Government CRM - Citizen Relationship Management

While CRM has been researched and applied in private enterprises for years, it has only recently gained attention as a concept for government. Concurrent with the emergence of eGovernment and the general tendency of transferring more and more business concepts into the government domain, articles and studies started to address the topic. Many articles on eGovernment briefly address CRM when referring to aspects such as one-stop government or a multi-channel environment directly or indirectly. Besides CRM, authors introduce slightly altered terms like Citizen Relationship Management (CiRM), Constituent Relationship Management (CRM), Public Relationship Management (PRM) or Citizen Encounter and Relationship Management (CERM) to underline its government orientation and application.

Private sector CRM literature is highly fragmented and lacks a common conceptualization (Zablah/Bellenger/Johnston 2004). It is, therefore, somewhat unsurprising to find the same characteristics in its application to government. Truly sarcastic oberserves might say “garbage in, garbage out”. The literature on CiRM currently lacks a common definition, conceptualization and set of goals. I define Citizen Relationship Management (CiRM) as,

a strategy and set of management practices, enabled by technology with a broad citizen focus, to maintain and optimize relationships and encourage new forms of citizen participation.

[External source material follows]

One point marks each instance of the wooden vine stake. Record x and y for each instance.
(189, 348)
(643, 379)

Most articles on CiRM review private sector CRM, technological aspects (CRM systems) and expected benefits in government. There is a general agreement that many aspects of CRM are not sector-specific. However, they need to be translated into the context of each sector. Customer segmentation can serve administrators to identify those needing help or who are about to do so. Customer retention strategies can be directed at preventing citizen’s from using a service again. Yet, the termination of unprofitable customers, data mining, broadening the service range and thus choice, the issue of externalities or conceptualizing the citizen as customer are believed to be harder to transfer to government.

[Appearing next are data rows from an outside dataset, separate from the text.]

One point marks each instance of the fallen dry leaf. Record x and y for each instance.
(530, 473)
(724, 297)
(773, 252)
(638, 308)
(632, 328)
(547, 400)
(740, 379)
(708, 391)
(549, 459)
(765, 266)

Another issue is that term CiRM is applied to describe any citizen-focused initiative or interaction. For instance, public service provision through an online portals are presented as successful CiRM projects. Administrators struggle with the lack of knowledge on CRM, in addition to their discomfort with CRM terminology. Public administrations, which claim to engage in CiRM, connect it to single customer service initiatives, online portals, electronic case management, call centers, physical one-stop service centers and CRM software. However, the literature offers little to no insights into organizational, cultural or process related changes in CiRM initiatives in terms of a holistic understanding of CRM.

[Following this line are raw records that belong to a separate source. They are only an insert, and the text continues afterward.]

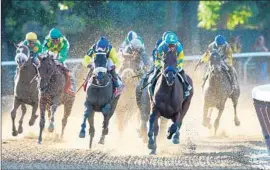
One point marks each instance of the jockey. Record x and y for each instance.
(58, 44)
(130, 36)
(103, 45)
(225, 50)
(34, 46)
(154, 55)
(171, 43)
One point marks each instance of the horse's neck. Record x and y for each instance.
(216, 82)
(28, 71)
(163, 85)
(93, 80)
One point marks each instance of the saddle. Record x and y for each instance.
(154, 81)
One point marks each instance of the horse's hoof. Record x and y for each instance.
(20, 130)
(151, 144)
(169, 136)
(14, 133)
(101, 142)
(51, 128)
(176, 141)
(82, 134)
(237, 123)
(32, 120)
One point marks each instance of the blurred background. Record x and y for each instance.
(243, 23)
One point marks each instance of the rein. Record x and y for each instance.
(99, 86)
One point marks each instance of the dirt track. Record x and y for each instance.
(234, 148)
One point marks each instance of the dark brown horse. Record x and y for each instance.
(25, 90)
(51, 88)
(217, 90)
(168, 101)
(99, 98)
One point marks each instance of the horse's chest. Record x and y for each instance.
(167, 104)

King (2007) analyzed the results of the British CRM Pathfinder program (2001-02) and the CRM National Programme (2003-04). The majority of CRM projects focussed on adding CRM capabilities to call centers and one-stop shops. Participating municipalities can be in different stages of a proposed CRM development path which do not build upon each other. Therefore, a contact center and multi-channel environment may be realized without the changes towards a customer centric organization. In addition, there was little evidence for citizen analytics (segmentation, needs analysis), organizational changes (bridging departmental silos) or true multi-channel access. Janssen and Wagenaar (2002) found similar results and concluded that Dutch CiRM efforts are in an “embryonic stage”. Along these lines, in their survey of the status quo of CRM in German public administration, Bauer, Grether and Richter (2002) reported that the CRM elements implemented are far from meeting the holistic concept of CRM. Per-sonalization and a closer analysis of commonly used public services are frequent practices, while segmentation or profitability analyses remain untested concepts. Among the biggest barri-ers to exploring CRM, German administrations mention their lack of human resources and time constraints. In the United States, CiRM is mostly connected to 311 non-emergency number call center initiatives and innovations such as the performance management concept CITISTAT.

Based on some of these facts, I strongly recommend making sure to come up with a clear definition and concept of CiRM before communicating it throughout the organization and attempting an implementation.CiRM is more than a contact center and it is also different to eGovernment although both can certainly enrich each other.